The arms-race ladder
Each anti-detect rung defeats the one below it; the detector answers each with a new cross-layer check.
Coordination, not the instance
A single polished bot can hide; a fleet can't — shared JA4/fingerprint/trace collisions across sessions are the durable signal.
Camoufox is the frontier
Engine-level anti-detect Firefox is the hardest case, reaching only ~suspicious — the bar everything else is measured against.
Realm coherence
Many spoofs patch the main JavaScript scope but forget the Worker/iframe realm — the two disagree, and that convicts.
Tells below the application
JA3/JA4, the HTTP/2 preface, QUIC and the TCP/IP stack betray automation before a single line of page JS runs.
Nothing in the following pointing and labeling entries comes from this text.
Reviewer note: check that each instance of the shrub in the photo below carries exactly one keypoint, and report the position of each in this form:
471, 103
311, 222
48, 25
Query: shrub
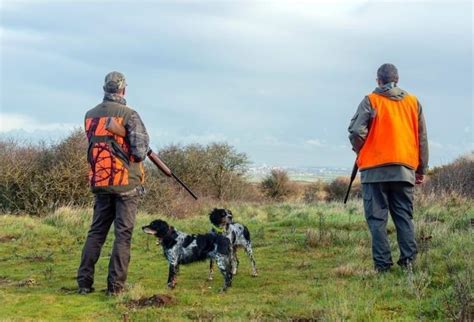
336, 189
39, 178
277, 185
454, 178
216, 170
315, 192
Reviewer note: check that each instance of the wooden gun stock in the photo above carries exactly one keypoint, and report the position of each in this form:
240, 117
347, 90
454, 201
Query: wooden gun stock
353, 175
116, 128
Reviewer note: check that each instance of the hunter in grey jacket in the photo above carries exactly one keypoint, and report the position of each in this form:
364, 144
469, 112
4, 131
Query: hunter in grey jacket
359, 129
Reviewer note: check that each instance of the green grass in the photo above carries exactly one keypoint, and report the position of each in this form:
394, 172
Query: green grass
314, 263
Behavioral is the weakest layer
Mouse/keystroke biomechanics are corroborating-only — humanizers are improving, so it never convicts alone.
Precision is the hard part
Real, unusual humans (Brave, Tor, mobile, privacy browsers) must never be flagged — calibration against real-traffic sources is the gate.

How it's grounded

Findings come from running each evader through the real stack, not from synthetic tests. Detections are held to a calibration gate against multiple independent fingerprint sources, so a rule that would flag real humans never ships.